Import Greinke dataset
greinke <- read.csv("greinke.csv")
# Print the first 6 rows of the data
head(greinke)
## p_name pitcher_id batter_stand pitch_type pitch_result
## 1 Zack Greinke 425844 R FF Ball
## 2 Zack Greinke 425844 R FF Swinging Strike
## 3 Zack Greinke 425844 R FF Called Strike
## 4 Zack Greinke 425844 R SL Swinging Strike
## 5 Zack Greinke 425844 R FF Swinging Strike
## 6 Zack Greinke 425844 R SL Swinging Strike
## atbat_result start_speed z0 x0 pfx_x pfx_z px pz
## 1 Walk 94.2 5.997 -0.675 -4.457 9.760 1.714 1.925
## 2 Single 92.4 6.281 -0.760 -1.590 11.400 0.589 3.271
## 3 Home Run 92.7 6.168 -0.958 -1.884 9.245 0.399 2.918
## 4 Strikeout 86.9 6.077 -0.939 3.594 0.762 0.764 1.306
## 5 Strikeout 92.8 6.107 -0.524 -0.558 11.134 1.517 2.193
## 6 Strikeout 87.8 6.321 -0.948 4.313 0.132 0.695 3.431
## break_angle break_length spin_rate spin_dir balls strikes outs game_date
## 1 24.8 3.5 2188.802 204.457 2 2 2 10/3/2015
## 2 10.1 2.7 2312.202 187.913 1 1 0 10/3/2015
## 3 9.2 3.5 1889.841 191.468 0 0 1 10/3/2015
## 4 -11.4 8.0 693.649 102.648 1 2 0 10/3/2015
## 5 -0.4 2.8 2242.916 182.859 1 2 0 10/3/2015
## 6 -13.6 7.8 828.693 92.330 2 2 1 10/3/2015
## inning inning_topbot batted_ball_type batted_ball_velocity hc_x hc_y
## 1 4 top NA 0.00 0.00
## 2 3 top 104 123.56 97.26
## 3 5 top 103 50.88 31.17
## 4 6 top NA 0.00 0.00
## 5 8 top NA 0.00 0.00
## 6 1 top NA 0.00 0.00
## pitch_id distance_feet
## 1 160 NA
## 2 95 0
## 3 218 425
## 4 265 NA
## 5 374 NA
## 6 14 NA
# Print the number of rows in the data frame
nrow(greinke)
## [1] 3239
# Summarize the start_speed variable
summary(greinke$start_speed)
## Min. 1st Qu. Median Mean 3rd Qu. Max. NA's
## 52.20 87.30 89.80 88.44 91.80 95.40 3
# Get rid of data without start_speed
greinke <- subset(greinke, !is.na(start_speed))
# Print the number of complete entries
nrow(greinke)
## [1] 3236
# Print the structure of greinke
str(greinke)
## 'data.frame': 3236 obs. of 29 variables:
## $ p_name : Factor w/ 1 level "Zack Greinke": 1 1 1 1 1 1 1 1 1 1 ...
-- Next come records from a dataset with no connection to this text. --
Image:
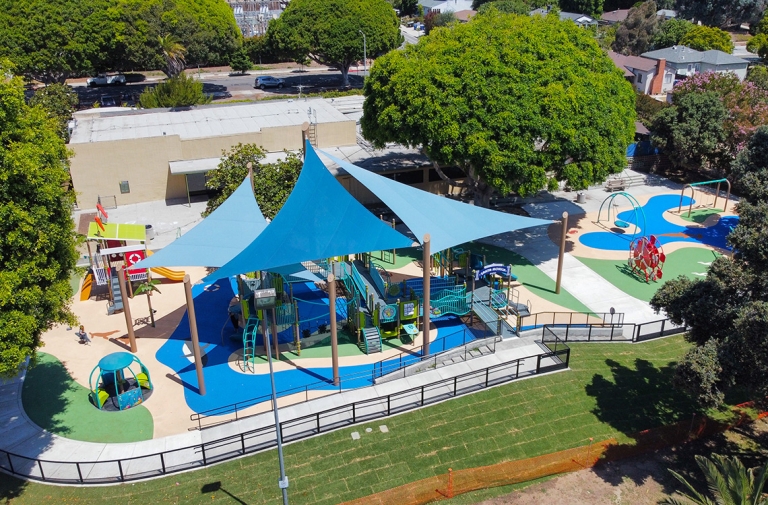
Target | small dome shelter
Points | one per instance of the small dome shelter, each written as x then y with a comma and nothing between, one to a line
122,382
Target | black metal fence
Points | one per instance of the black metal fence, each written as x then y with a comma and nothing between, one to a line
606,332
248,442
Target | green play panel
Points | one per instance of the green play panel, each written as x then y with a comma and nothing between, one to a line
690,261
536,281
58,404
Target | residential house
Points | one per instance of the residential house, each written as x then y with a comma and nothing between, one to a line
614,17
581,20
640,71
666,13
682,61
464,16
428,6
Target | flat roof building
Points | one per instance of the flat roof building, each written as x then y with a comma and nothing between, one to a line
131,156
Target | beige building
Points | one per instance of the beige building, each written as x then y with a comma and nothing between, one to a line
131,156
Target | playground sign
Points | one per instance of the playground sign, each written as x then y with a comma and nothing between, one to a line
493,268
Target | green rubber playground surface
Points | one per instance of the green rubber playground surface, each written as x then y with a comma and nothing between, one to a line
690,261
528,275
58,404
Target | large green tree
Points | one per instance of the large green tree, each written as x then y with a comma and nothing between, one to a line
272,182
328,31
727,311
721,12
59,101
37,241
634,34
517,102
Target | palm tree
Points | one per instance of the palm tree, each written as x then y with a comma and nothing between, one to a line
148,287
173,52
728,481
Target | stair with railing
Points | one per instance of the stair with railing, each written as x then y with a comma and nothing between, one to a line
372,340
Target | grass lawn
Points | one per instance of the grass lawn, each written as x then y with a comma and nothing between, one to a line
60,405
687,261
613,390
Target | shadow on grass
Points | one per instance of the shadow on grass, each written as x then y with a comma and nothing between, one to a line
44,394
11,488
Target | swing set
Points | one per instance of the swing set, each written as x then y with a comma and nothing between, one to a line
705,183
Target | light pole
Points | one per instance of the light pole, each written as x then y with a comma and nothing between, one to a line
264,299
365,56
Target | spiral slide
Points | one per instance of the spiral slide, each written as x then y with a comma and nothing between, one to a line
174,275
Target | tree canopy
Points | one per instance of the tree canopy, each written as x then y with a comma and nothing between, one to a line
37,241
704,38
634,34
517,102
59,101
670,32
329,31
53,40
272,182
721,12
727,311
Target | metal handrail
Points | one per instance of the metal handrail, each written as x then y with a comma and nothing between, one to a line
311,425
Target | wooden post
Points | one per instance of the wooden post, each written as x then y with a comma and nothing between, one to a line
563,235
427,275
274,333
334,336
126,309
193,334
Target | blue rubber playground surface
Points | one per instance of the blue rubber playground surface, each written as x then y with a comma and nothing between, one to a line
666,232
226,386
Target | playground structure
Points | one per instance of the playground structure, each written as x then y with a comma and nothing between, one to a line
369,306
117,245
637,212
694,185
113,388
646,257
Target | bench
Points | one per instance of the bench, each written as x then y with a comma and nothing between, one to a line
615,185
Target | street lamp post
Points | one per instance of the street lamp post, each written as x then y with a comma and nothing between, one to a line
264,299
365,56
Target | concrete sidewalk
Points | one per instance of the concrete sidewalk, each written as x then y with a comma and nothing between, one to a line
71,460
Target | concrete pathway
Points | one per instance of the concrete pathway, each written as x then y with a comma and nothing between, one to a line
65,459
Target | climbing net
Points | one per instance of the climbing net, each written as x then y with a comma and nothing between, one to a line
646,257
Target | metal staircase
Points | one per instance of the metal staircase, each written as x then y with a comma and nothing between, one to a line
372,340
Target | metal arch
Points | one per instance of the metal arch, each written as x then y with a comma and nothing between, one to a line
635,207
717,194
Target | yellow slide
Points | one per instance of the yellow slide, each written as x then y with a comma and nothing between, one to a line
174,275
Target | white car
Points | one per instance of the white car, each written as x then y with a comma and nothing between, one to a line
106,80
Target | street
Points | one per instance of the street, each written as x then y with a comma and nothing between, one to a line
224,86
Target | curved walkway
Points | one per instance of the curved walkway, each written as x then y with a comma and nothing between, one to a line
69,460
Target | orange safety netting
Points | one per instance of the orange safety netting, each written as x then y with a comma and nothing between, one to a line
456,482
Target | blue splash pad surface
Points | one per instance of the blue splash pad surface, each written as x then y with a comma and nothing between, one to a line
225,386
665,231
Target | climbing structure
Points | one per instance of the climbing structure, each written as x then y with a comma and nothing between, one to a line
646,257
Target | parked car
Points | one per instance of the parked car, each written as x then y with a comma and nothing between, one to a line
108,101
106,80
267,81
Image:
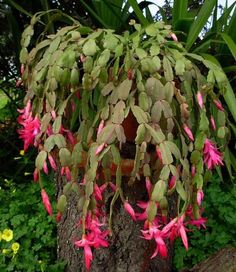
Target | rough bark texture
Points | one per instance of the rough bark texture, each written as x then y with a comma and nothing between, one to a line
127,252
222,261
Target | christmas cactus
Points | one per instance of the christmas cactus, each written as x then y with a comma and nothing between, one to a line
83,86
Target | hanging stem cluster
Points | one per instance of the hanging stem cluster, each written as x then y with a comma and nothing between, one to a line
82,88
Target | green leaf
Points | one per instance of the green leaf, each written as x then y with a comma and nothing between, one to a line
166,153
49,143
59,140
104,58
61,203
179,10
157,134
230,43
57,125
138,12
65,157
139,114
124,88
180,190
165,173
90,48
151,210
198,24
174,149
159,190
168,72
107,88
40,159
140,134
118,115
228,93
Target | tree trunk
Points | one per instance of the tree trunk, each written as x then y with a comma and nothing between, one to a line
128,252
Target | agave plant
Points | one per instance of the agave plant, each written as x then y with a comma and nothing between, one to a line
83,86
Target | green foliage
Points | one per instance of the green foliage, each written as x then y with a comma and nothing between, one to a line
22,211
219,208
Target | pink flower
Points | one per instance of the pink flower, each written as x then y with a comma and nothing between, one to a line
99,149
68,173
97,193
53,113
198,222
172,182
200,99
174,37
193,170
148,185
36,175
46,202
58,217
212,156
22,69
200,196
213,124
130,210
218,105
45,168
31,126
52,162
65,170
188,132
176,228
112,186
100,127
88,255
159,156
154,233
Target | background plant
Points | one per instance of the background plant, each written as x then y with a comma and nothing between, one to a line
22,211
219,207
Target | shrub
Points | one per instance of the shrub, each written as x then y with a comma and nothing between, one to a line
23,213
219,206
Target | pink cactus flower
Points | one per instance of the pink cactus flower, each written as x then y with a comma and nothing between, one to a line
200,196
193,170
88,255
176,228
218,105
213,124
99,149
97,193
45,168
130,210
148,185
31,126
52,162
112,186
68,173
200,222
212,156
174,37
100,127
154,233
46,202
188,132
172,182
53,113
200,99
58,217
36,175
65,170
22,69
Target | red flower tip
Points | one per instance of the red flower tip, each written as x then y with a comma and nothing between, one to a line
46,202
130,210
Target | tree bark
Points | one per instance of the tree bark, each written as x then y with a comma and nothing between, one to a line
128,252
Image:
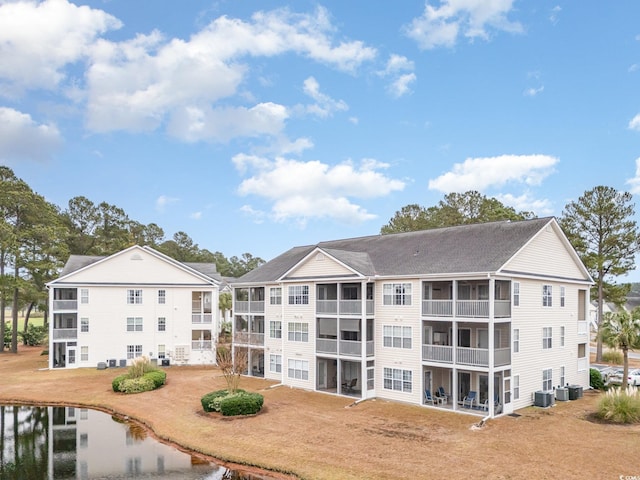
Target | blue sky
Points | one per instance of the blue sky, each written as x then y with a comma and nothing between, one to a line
258,126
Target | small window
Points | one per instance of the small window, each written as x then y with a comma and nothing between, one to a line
547,296
275,296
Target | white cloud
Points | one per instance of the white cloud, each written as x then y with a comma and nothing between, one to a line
22,138
635,181
482,173
325,106
300,190
39,39
163,200
634,124
441,26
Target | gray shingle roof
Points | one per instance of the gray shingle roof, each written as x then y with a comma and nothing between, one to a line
473,248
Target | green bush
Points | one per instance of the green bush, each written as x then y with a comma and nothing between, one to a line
620,406
136,385
243,403
158,377
612,356
115,383
595,379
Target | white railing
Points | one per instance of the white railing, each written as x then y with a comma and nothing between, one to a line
437,308
502,356
65,304
583,364
437,353
502,308
201,318
478,357
326,345
65,333
327,306
201,345
582,327
472,308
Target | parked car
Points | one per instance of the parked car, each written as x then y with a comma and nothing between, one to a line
632,379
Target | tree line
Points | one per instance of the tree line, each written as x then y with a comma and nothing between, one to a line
37,237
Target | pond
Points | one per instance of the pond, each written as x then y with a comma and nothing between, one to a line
60,443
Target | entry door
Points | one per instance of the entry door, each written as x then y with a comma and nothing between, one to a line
322,374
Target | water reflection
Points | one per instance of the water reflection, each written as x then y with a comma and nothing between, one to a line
46,443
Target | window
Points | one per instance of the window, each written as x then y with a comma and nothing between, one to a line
134,324
275,296
134,297
134,351
547,380
275,363
299,295
546,296
298,332
396,294
397,379
299,369
275,329
396,336
547,334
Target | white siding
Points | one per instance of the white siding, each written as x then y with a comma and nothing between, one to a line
546,255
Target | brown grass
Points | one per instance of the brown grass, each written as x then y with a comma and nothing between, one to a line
318,436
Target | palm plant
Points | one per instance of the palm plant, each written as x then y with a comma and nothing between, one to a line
621,330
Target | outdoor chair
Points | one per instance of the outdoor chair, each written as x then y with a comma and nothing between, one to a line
470,400
428,398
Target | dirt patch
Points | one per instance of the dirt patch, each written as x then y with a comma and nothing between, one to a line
316,436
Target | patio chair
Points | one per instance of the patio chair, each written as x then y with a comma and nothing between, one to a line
428,398
470,400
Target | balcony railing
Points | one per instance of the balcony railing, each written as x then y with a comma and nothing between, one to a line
245,338
201,345
65,304
65,333
437,353
466,308
201,318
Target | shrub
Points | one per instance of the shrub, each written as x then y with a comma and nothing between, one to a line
136,385
243,403
620,406
595,379
612,356
115,383
158,377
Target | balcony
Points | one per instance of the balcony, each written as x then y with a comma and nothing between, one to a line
65,333
246,338
65,304
476,357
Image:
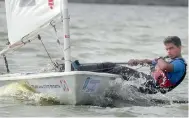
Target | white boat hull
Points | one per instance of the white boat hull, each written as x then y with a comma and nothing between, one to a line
74,88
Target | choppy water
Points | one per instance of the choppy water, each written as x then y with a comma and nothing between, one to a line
102,33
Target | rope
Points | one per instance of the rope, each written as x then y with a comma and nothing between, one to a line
6,63
52,23
39,37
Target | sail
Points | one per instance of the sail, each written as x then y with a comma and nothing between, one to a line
25,17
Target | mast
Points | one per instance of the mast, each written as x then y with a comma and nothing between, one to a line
66,33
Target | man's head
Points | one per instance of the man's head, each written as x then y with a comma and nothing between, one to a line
173,46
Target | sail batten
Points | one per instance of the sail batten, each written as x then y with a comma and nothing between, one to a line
26,17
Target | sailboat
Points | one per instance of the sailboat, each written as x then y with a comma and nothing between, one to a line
25,18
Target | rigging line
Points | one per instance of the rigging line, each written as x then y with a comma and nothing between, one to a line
52,23
6,63
39,37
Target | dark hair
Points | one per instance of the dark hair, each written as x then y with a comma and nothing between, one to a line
173,39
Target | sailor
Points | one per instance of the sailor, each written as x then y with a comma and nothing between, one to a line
166,72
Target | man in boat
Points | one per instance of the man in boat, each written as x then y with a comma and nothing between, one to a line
166,72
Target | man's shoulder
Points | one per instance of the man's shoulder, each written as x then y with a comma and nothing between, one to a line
178,63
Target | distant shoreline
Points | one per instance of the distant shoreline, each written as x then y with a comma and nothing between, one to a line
135,2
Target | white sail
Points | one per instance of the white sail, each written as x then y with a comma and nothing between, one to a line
24,17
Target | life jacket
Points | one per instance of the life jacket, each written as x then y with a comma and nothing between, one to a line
162,81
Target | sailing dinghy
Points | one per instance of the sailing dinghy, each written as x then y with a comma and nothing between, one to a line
25,18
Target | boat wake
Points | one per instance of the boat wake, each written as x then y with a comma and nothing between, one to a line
20,92
120,94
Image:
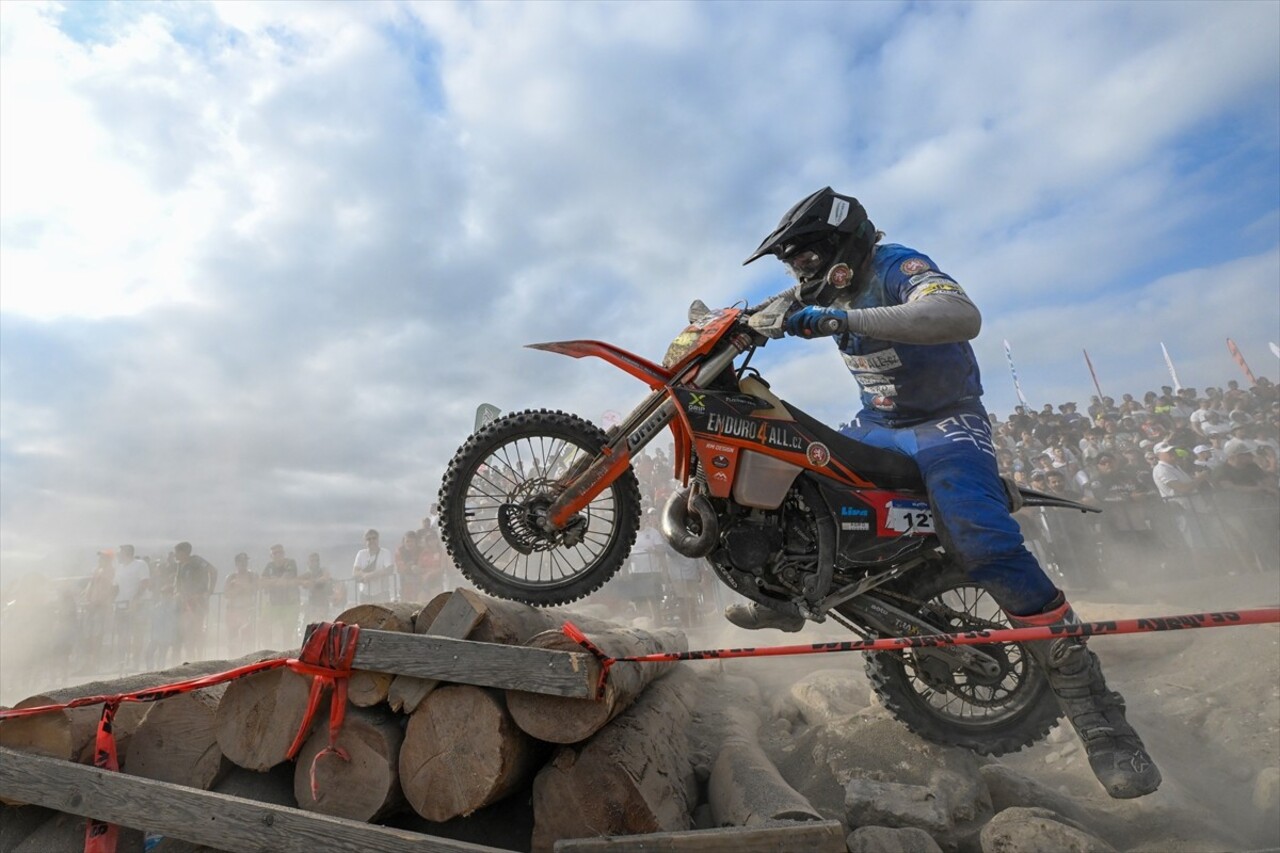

## $ pitcher_id : int 425844 425844 425844 425844 425844 425844 425844 425844 425844 425844 ...
## $ batter_stand : Factor w/ 2 levels "L","R": 2 2 2 2 2 2 2 2 2 2 ...
## $ pitch_type : Factor w/ 8 levels "","CH","CU","EP",..: 5 5 5 8 5 8 2 5 8 8 ...
## $ pitch_result : Factor w/ 15 levels "Ball","Ball In Dirt",..: 1 14 3 14 14 14 15 3 4 14 ...
## $ atbat_result : Factor w/ 24 levels "Bunt Groundout",..: 24 20 12 21 21 21 21 21 10 24 ...
## $ start_speed : num 94.2 92.4 92.7 86.9 92.8 87.8 90.3 92.7 85.5 87.3 ...
## $ z0 : num 6 6.28 6.17 6.08 6.11 ...
## $ x0 : num -0.675 -0.76 -0.958 -0.939 -0.524 ...
## $ pfx_x : num -4.457 -1.59 -1.884 3.594 -0.558 ...
## $ pfx_z : num 9.76 11.4 9.245 0.762 11.134 ...
## $ px : num 1.714 0.589 0.399 0.764 1.517 ...
## $ pz : num 1.93 3.27 2.92 1.31 2.19 ...
## $ break_angle : num 24.8 10.1 9.2 -11.4 -0.4 -13.6 22.5 25.1 -8.4 -11.3 ...
## $ break_length : num 3.5 2.7 3.5 8 2.8 7.8 7.4 3.8 7.5 7.4 ...
## $ spin_rate : num 2189 2312 1890 694 2243 ...
## $ spin_dir : num 204 188 191 103 183 ...
## $ balls : int 2 1 0 1 1 2 1 0 0 0 ...
## $ strikes : int 2 1 0 2 2 2 2 2 0 1 ...
## $ outs : int 2 0 1 0 0 1 1 2 2 2 ...
## $ game_date : Factor w/ 32 levels "10/3/2015","4/12/2015",..: 1 1 1 1 1 1 1 1 1 1 ...
## $ inning : int 4 3 5 6 8 1 6 5 8 4 ...
## $ inning_topbot : Factor w/ 2 levels "bot","top": 2 2 2 2 2 2 2 2 2 2 ...
## $ batted_ball_type : Factor w/ 5 levels "","FB","GB","LD",..: 1 1 1 1 1 1 1 1 1 1 ...
## $ batted_ball_velocity: int NA 104 103 NA NA NA NA NA NA NA ...
## $ hc_x : num 0 123.6 50.9 0 0 ...
## $ hc_y : num 0 97.3 31.2 0 0 ...
## $ pitch_id : int 160 95 218 265 374 14 279 231 386 156 ...
## $ distance_feet : int NA 0 425 NA NA NA NA NA NA NA ...
# Check if dates are formatted as dates
class(greinke$game_date)
## [1] "factor"
# Change them to dates
greinke$game_date <- as.Date(greinke$game_date, format = "%m/%d/%Y")
# Check that the variable is now formatted as a date
class(greinke$game_date)
## [1] "Date"
library(tidyr)
# Separate game_date into "year", "month", and "day"
greinke <- separate(data = greinke, col = game_date,
into = c("year", "month", "day"),
sep = "-", remove = FALSE)
# Convert month to numeric
greinke$month <- as.numeric(greinke$month)
# Create the july variable
greinke$july <- ifelse(greinke$month == 7, "july", "other")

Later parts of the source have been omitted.